The average interest rate on a 1 year Cash ISA has plummeted by a whopping 40% over the last 3 years and only this week (4th September 2014) 17 providers reduced their interest rates even further!
So what exactly is going on?
It may seem like the banks and building societies are not so keen to get their hands on our cash right but their attention has shifted elsewhere for a couple of reasons:
Firstly banks can currently borrow money at an extremely cheap rate from the wholesale money markets, so the money they usually get from ISA’s which typically costs them a lot more is less appealing. Basically why pay a higher rate on ISAs to attract your money when they can get better rates elsewhere. Therefore they have reduced the rates offered on ISAs to make them less of a draw to you and I.
Secondly banks are now trying to make current accounts more appealing by offering higher rates of up to 5%, so joe public choose to place their money there rather than an ISA. So what’s the catch!
Before we get to the nitty gritty, it helps to understand how ISAs work.
An ISA offers you a tax free haven; a way of saving without paying interest on money, stocks and shares. Previously limited to £5,940 for cash and £11,880 for stocks and shares, the combined threshold for ISAs has recently been increased to £15,000 in any one tax year; so an appealing prospect for savers.
What’s not so appealing is the low interest rates that have been on offer which is why ISA activity has been slower. At the end of the day if you can get a higher rate of interest by placing your money into another type of account, even when taking tax into account, then that is the route you will probably take.
For example, if you invest £10,000 in an ISA at 1.5%, the interest gained will be £150 per annum, however if you find an account that pays at least 2% and you are a basic rate tax payer, then you will be better off, with interest totalling £160 once tax has been deducted (1.6%).
When you look at the extent banks are going to to attract customers to their current accounts, it’s little wonder ISAs appear to be falling by the wayside. Here are some of the best deals currently available:
Nationwide - 4.89% 5.00%AER
TSB - 4.89% 5.00%AER
Santander - 3.93% 4.00%AER
So what’s the catch?
Well actually there is no catch but you do need to study the details closely before switching as there will probably be conditions that may or may not suit you.

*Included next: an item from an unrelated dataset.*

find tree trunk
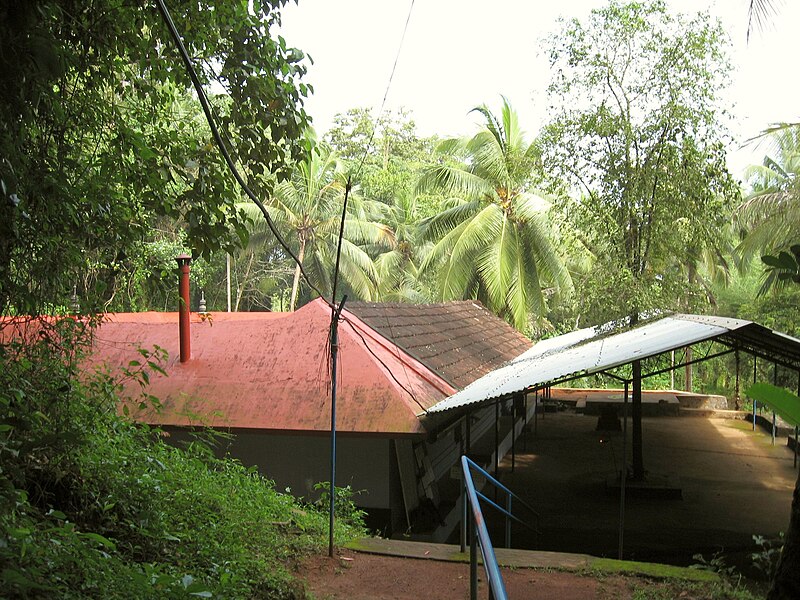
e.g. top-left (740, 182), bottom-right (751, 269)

All deals will have a maximum cap as to how much of your savings will receive this super duper rate; so ensure you are happy with the rate of return on the rest of your hard earned cash.
Some may also have a more complicated tier system that requires you to pay a minimum amount into the account every month; so again be certain you can pay that amount in consistently.
So ISA’s may no longer be flavour of the month but there are deals around for savers if you are prepared to look around and do your homework. The banks do want your business; just in a different way.
Whatsmore with the introduction of the ‘accounts switching service’, switching accounts has never been easier. Take a look at here to see if your bank has signed up.
So what should you do?
Well, the only way to get a NICER ISA is to move your money into a longer term fixed rate, but only do this if you are sure you won’t need to access it during the ‘tie in’ period.
Alternatively you can switch your current account to one that pays a good rate of interest but again, only if the terms & conditions work for you.
Everyone’s requirements are different so a good starting point is to check out the Savings Champion website for the best savings accounts.
But whatever you do, don’t forget the faithful old ISA altogether. Remember, if you don’t use your full £15,000 allowance this year it will be lost forever - so make a note in your diary to see about topping up your ISA account in March, just before the end of the tax year!